All of these good deeds do not go unrewarded, either. Yvette makes a recovery that astounds her doctors and returns home with Marcel. “Look Marcel,” she says. “The cherry tree blooms. I’ll make dinner right away.” The End.

“Le Havre” made me laugh a few times. I like the names, the homage, Kaurismäki chose for his characters. Marcel for Marceau or Carne? Marx for Groucho, Harpo or Karl? Arletty obviously for the great French actress. Yvette for Mimeux? Even Marcel’s dog, Laika, is named for the Russian dog who was shot into space in the 1950s, and whom Ingemar eulogizes throughout Lase Hallstrom’s great film, “My Life as a Dog.”

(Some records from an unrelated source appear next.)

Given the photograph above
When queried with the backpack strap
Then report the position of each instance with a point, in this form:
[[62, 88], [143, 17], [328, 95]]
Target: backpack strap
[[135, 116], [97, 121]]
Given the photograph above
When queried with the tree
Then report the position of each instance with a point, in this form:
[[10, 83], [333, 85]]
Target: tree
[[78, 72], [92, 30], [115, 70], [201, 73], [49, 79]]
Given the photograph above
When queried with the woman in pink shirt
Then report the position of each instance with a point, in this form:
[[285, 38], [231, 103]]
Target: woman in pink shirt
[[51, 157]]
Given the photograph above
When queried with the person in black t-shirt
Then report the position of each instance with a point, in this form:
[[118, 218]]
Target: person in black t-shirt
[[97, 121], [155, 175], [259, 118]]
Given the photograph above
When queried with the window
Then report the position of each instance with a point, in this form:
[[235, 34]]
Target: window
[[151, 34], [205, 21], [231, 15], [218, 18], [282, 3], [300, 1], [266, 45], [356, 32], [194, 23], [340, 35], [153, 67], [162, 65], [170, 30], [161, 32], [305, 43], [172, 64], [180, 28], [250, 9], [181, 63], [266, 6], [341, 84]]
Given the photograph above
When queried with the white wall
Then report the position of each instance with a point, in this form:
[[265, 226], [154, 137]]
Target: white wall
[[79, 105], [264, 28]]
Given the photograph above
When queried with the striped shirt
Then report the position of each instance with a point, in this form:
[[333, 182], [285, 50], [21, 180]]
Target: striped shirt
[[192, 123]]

But the film does nothing for me. It feels fake in tone and fake in content and fake in lesson. What’s the point of it? It’s been called “Keatonesque,” after Buster, but Keaton was the deadpan comedian amid great turmoil, which he often unknowingly caused. Here, Marcel is the lively character, the charmer, amid a deadpan world. Can you celebrate life by staring at it blankly? I think not, but Kaurismäki seems to think so.

Fans of “The Man Without a Past” should know: I didn’t like that one, an Academy Award nominee for best foreign language film, either.